The person in question is assigned no value beyond that of being alive. I find this challenging, because I am so accustomed to insisting on justifying myself by merit, a standard I would not apply to others but happily, ridiculously hold against myself, far too often.

I guess people have felt this way always, or no one would have thougth of writing such a psalm, a song sung to God to say "Thanks for knowing me!" 

Thanks for knowing me, even when I feel low or even blue. Thanks for knowing me even when I was a secret.

139:13 For it was you who formed my inward parts; you knit me together in my mother's

139:14 I praise you, for I am fearfully and wonderfully made. Wonderful are your works;
that I know very well.

139:15 My frame was not hidden from you, when I was being made in secret, intricately
woven in the depths of the earth.

139:16 Your eyes beheld my unformed substance.

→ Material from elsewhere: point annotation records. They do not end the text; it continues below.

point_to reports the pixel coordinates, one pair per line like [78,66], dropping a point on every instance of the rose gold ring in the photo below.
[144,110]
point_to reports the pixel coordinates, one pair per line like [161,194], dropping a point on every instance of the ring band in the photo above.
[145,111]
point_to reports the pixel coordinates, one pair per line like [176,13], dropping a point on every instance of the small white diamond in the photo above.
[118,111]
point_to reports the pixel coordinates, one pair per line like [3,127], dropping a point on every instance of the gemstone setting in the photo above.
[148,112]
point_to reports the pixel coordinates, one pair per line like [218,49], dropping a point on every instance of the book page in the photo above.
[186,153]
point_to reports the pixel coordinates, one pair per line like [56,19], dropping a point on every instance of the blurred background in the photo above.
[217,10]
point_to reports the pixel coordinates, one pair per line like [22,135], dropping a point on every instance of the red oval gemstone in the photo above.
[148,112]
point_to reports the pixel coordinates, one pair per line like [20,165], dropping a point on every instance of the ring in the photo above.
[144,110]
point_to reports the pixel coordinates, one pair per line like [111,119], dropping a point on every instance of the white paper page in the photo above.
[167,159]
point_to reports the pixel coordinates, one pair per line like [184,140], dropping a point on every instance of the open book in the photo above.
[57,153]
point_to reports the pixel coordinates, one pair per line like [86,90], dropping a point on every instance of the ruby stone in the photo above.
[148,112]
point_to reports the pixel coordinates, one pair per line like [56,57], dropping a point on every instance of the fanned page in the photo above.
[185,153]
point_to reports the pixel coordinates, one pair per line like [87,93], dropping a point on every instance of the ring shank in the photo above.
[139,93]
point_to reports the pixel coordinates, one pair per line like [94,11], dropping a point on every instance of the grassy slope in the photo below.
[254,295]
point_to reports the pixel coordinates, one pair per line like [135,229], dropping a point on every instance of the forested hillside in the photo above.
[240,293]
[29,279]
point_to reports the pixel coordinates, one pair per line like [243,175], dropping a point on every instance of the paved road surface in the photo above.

In your book were written all the days
that were formed for me, when none of them as yet existed.

139:17 How weighty to me are your thoughts, O God! How vast is the sum of them!

Isn't it strange how even with our advanced knowledge of science we still love the idea of God knitting us together? And not just because of the knitting. I love the idea of being known even in that state, when my birth mother, frightened and hiding her pregnancy, pretended for a time that she was not pregnant. I love the idea of God having a hand in me then, and a hand on me now.

This is a new appreciation. I usually push away from this text. The notion that anyone knew or wanted me before my birth feels too raw and unsafe. But this week all these texts want to take me by the shoulders and say, "You are included in this! Even you!"

Even me. Thanks be to God, who knows me now and knew me then.

5 thoughts on “Thanks for Knowing Me”

  1. I first heard– really heard– this psalm when I was in my first graduate program (pastoral care and counseling). It hit me right in the tender spot about my own adoption/ abandonment issues. The reassurance of that moment remains with me when I read it, every time.

  2. So beautiful! I’m grateful for PL and his comforting skills. And that you feel this cherishing.